As we are working with the logConcentration_corr_norm we can consider a thresold based on a certain number of sigma (e.g. number-of-sigma thresold=3) to symbolizise the concentrations' profile of the knockouts as follow:

Symb=0 if -3<logConcentration_corr_norm<3
Symb=1 if logConcentration_corr_norm>=3
Symb=-1 otherwise

The choice of the thresold is arbitrary i.e. thresold greater than 3 can be chosen. The highest is the thresold, the highest is the concentration value taken as significant.

Aggregation of the knockout replicates

For each ion measure, we proceed to aggregate the data by taking the median value of the knockout. For each ions we consider around 1,450 genes. And of which we can plot the z-score with the associated sigma as follow.

pre_proc$plot.logConcentration_z_scores

Final datasets

Three dataset are obtained as output. The first in the long format (genes as rows and ions as columns), and two in wide format and respectively one with the standardised ion's concentraction, and the other with the symbolised profiles of the knockouts.

Long format (aggregated knockout replicates):

head(pre_proc$dataR.long)

row_id	Knockout	Batch_ID	id	Ion	Concentration	logConcentration	logConcentration_corr	logConcentration_corr_norm	Symb
3851	YAL002W	19	3851	Ca	93.4	4.54	0.96	6.3	1
3852	YAL002W	19	3852	Ca	98.2	4.59	1.01	6.7	1
3853	YAL002W	19	3853	Ca	101.6	4.62	1.04	6.9	1
13850	YAL002W	19	3851	Cd	1.5	0.42	0.5	8.8	1
13851	YAL002W	19	3852	Cd	1.6	0.45	0.53	9.2	1
13852	YAL002W	19	3853	Cd	1.6	0.5	0.58	10.1	1

Long format (not aggregated knockout replicates):

head(pre_proc$data.long)

Knockout	Ion	logConcentration_corr_norm	Symb
YAL002W	Ca	6.68	1
YAL004W	Ca	-0.88	0
YAL005C	Ca	-0.15	0
YAL007C	Ca	-0.54	0
YAL008W	Ca	-0.88	0
YAL009W	Ca	-0.95	0

Wide format, standardised ion's concentraction:

head(pre_proc$data.wide)

Knockout	Ca	Cd	Co	Cu	Fe	K	Mg	Mn	Mo	Na	Ni	P	S	Zn
YAL002W	6.68	9.64	0.296	0.65	-0.056	-3.56	-1.3357	5.37	-2.7	3.94	-3.73	0.94	-1.24	0.472
YAL004W	-0.88	0.9	0.882	-0.59	1.017	0.76	1.5433	-2.45	0.81	-0.13	0.94	0.83	0.52	0.073
YAL005C	-0.15	-0.13	0.278	0.94	-0.638	1.3	0.809	-1.33	-0.4	1.79	0.88	0.27	-0.13	-0.081
YAL007C	-0.54	-0.2	-0.649	-0.59	0.803	1.41	-0.6495	1.42	3.24	-0.35	-0.68	0.29	-0.58	-0.424
YAL008W	-0.88	-0.56	-0.416	-1.3	-0.545	0.32	-0.5299	0.34	1.9	0.13	-0.65	-0.34	-0.83	-0.666
YAL009W	-0.95	0.91	-0.016	-0.84	-1.134	0.18	0.0087	1.06	4.91	0.74	-0.84	0.11	0.17	-0.884

Wide format, symbolised profiles:

head(pre_proc$data.wide_Symb)

Knockout	Ca	Cd	K	Mn	Mo	Na	Ni
YAL002W	1	1	-1	1	0	1	-1
YAL004W	0	0	0	0	0	0	0
YAL005C	0	0	0	0	0	0	0
YAL007C	0	0	0	0	1	0	0
YAL008W	0	0	0	0	0	0	0
YAL009W	0	0	0	0	1	0	0

Section 2: Exploratory analysis

This section provide a way to summarize the main characteristics of the data with visual methods. No input needed as this section is built on the output of the previous section.
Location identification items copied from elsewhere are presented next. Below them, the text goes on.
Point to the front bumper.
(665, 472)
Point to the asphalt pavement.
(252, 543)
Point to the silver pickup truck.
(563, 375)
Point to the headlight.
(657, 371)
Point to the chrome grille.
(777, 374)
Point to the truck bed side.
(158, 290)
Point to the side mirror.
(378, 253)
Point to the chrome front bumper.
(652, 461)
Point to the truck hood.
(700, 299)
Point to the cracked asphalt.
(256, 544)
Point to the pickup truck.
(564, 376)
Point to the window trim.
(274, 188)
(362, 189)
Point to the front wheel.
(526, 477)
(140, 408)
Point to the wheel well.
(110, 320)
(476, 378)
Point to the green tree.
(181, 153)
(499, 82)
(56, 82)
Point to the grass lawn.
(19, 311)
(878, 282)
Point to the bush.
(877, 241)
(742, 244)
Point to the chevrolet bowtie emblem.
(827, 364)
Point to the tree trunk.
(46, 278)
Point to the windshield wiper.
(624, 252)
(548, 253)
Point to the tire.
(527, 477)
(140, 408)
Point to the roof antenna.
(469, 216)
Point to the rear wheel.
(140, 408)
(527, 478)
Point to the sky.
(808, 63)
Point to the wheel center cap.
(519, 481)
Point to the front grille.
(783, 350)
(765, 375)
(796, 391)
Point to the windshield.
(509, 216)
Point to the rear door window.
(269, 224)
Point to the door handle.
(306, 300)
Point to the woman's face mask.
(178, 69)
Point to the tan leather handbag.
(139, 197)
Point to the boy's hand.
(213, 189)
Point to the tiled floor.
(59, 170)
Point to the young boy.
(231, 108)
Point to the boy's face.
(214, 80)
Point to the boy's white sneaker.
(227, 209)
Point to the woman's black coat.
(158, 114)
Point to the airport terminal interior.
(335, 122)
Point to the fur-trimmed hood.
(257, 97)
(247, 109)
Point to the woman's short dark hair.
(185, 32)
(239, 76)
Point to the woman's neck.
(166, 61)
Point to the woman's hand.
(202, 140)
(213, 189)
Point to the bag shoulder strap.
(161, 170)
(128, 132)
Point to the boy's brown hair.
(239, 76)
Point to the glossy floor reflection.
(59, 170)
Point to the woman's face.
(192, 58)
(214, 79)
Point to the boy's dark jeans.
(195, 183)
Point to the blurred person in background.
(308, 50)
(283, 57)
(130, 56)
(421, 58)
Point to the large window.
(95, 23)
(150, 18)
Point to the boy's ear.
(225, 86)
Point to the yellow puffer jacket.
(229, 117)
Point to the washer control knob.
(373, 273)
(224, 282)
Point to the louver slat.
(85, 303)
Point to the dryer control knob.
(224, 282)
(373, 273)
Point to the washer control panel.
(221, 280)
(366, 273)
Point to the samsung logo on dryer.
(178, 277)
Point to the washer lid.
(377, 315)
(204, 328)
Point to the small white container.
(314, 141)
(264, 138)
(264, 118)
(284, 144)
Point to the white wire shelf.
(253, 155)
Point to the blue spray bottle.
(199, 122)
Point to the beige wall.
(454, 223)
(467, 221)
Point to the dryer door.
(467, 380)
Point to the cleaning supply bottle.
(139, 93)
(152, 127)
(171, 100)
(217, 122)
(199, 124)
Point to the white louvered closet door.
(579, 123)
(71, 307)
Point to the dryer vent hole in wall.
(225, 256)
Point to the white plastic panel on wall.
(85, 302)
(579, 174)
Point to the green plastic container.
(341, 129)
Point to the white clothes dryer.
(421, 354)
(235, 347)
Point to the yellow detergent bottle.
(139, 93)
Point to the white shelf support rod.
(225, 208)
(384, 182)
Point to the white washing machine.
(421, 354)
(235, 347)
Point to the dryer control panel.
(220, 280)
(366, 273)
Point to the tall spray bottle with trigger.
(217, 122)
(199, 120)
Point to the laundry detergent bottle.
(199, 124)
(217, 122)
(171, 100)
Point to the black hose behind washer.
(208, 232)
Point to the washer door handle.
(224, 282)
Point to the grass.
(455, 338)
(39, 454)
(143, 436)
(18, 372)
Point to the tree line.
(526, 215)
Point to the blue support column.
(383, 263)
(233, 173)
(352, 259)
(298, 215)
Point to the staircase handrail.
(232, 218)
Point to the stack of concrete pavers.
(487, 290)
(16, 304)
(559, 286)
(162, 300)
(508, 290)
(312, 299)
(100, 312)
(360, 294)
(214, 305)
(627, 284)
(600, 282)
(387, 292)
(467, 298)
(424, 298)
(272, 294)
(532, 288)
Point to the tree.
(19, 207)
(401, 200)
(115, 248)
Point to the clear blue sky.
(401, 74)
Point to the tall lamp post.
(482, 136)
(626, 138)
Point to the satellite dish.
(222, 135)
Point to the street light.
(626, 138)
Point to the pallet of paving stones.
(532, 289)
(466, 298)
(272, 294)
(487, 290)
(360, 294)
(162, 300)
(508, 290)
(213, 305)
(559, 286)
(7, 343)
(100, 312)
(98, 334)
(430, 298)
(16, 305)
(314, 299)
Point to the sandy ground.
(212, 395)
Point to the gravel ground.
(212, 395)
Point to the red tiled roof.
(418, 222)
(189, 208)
exp_anal <- ExploratoryAnalysis(data=pre_proc$data.wide)

Pearson correlation

exp_anal$plot.Pearson_correlation

PCA

The aim of PCA is to reduce the dimensionality of the data while retaining as much information as possible. This is achieved by projecting the data into a new lower-dimensional space defined by the principal components (PC) that combine in a linear way the original (possibly correlated) variables (e.g. ions) in such a way that the variance of the data in the low-dimensional representation is maximized. In practice, it means that each gene is assigned a score on each new PC dimension, and this score is calculated by appling weight to a a linear combination of the original variables. In our case, the data are centred but not further scaled as were normalised in the pre-processing stage thus the variance is homogeneous across variables. The algorithm is able to handle missing values.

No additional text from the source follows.